Analysts at Standard Chartered are expecting the FY20 deficit to come in at 3.8% of GDP for the Indian economy, overshooting the 3.3% target.
“Slippage is inevitable, in our view; we estimate that spending cuts of INR 2.1tn (1.0% of GDP) will be insufficient to offset a tax and non-tax revenue shortfall of INR 2.9tn (1.5% of GDP). As a result, we expect FY20 to see a reversal of India’s fiscal consolidation path.”
“Deeper-than-expected spending cuts could limit the FY20 deficit to 3.6% of GDP. However, this would have a negative impact on already-weak GDP growth. In order to cut FY20 expenditure by INR 2.5tn (1.2% of GDP) – instead of the INR 2.1tn we expect – Q4-FY20 spending growth would have to slow to less than 5%, below our expectation of 8% (it was c.12% in the first eight months of the fiscal year).”
“A positive revenue surprise from divestment proceeds or telecom sector revenue-sharing is unlikely in FY20, in our view; these revenue sources are likely to provide more support in FY21. Even a smaller-than-expected 3.6% deficit in FY20 would be a reversal of the fiscal consolidation path followed since FY12.”
“We expect the FY21 fiscal deficit target to be set at 3.6% of GDP (or 3.5% if slippage in FY20 is less than we expect). The FY21 target will depend on the actual FY20 deficit and whether the government decides to provide another round of economic stimulus in FY21.”

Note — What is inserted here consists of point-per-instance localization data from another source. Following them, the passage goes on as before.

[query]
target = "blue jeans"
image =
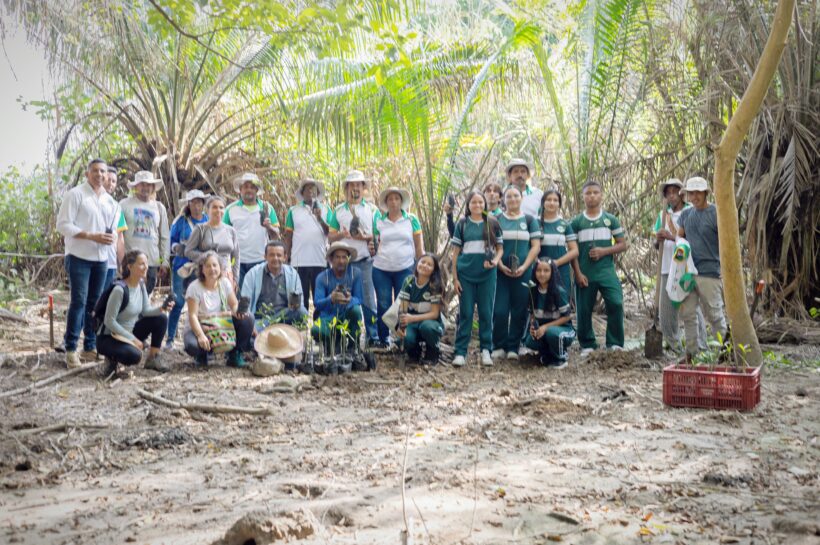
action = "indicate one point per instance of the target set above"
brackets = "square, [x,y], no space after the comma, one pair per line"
[388,285]
[365,266]
[86,280]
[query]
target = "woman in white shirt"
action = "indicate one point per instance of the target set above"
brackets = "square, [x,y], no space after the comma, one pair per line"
[398,236]
[211,295]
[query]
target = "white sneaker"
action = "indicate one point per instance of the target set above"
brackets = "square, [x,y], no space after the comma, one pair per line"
[72,360]
[486,360]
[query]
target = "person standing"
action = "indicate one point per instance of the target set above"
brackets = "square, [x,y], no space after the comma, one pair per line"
[519,174]
[358,234]
[522,242]
[398,233]
[149,229]
[666,231]
[478,246]
[306,229]
[595,270]
[193,214]
[87,218]
[698,225]
[253,219]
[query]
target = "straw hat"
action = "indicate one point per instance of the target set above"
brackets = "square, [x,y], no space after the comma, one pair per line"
[306,182]
[246,177]
[405,197]
[145,177]
[340,245]
[280,341]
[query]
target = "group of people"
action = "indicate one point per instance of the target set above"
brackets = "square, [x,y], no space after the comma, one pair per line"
[238,272]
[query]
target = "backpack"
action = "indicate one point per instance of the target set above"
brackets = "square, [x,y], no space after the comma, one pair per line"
[98,314]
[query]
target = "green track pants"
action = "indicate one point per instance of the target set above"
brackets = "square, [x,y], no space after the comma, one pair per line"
[610,288]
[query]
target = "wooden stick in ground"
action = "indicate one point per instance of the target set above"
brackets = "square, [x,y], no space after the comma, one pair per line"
[53,378]
[203,407]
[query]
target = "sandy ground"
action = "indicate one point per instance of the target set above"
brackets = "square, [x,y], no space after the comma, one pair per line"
[596,458]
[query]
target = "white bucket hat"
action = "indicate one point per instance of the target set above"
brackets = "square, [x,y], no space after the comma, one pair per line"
[246,177]
[145,177]
[280,341]
[307,181]
[405,197]
[696,183]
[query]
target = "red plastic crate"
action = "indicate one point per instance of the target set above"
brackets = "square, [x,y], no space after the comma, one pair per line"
[703,387]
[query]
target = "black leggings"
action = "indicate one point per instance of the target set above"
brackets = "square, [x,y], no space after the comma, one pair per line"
[128,354]
[244,332]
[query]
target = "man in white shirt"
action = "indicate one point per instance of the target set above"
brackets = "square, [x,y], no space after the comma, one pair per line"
[306,228]
[519,174]
[254,221]
[87,219]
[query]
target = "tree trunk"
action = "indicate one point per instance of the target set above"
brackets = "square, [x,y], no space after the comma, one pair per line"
[743,332]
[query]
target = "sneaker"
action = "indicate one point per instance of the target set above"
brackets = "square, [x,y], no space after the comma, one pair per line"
[72,359]
[486,360]
[155,363]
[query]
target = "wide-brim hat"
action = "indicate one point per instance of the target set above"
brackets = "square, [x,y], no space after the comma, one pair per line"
[340,245]
[405,197]
[355,176]
[145,177]
[518,163]
[671,181]
[308,181]
[696,183]
[246,177]
[279,341]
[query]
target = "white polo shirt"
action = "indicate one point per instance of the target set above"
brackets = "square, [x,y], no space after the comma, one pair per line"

“An income tax cut to boost consumer demand could widen the central government’s FY21 deficit by 0.2-0.5% of GDP from our baseline scenario of 3.6%. These estimates are based on two potential tax-cut scenarios: (1) if tax rates were lowered for all taxpayers and exemptions are not phased out, we would estimate the impact at c.0.5% of GDP; (2) if the tax cut were restricted to lower income earners (below INR 2mn) and exemptions were not phased out, we would estimate the impact at 0.2% of GDP. Given limited fiscal space, we think the second scenario is more likely.”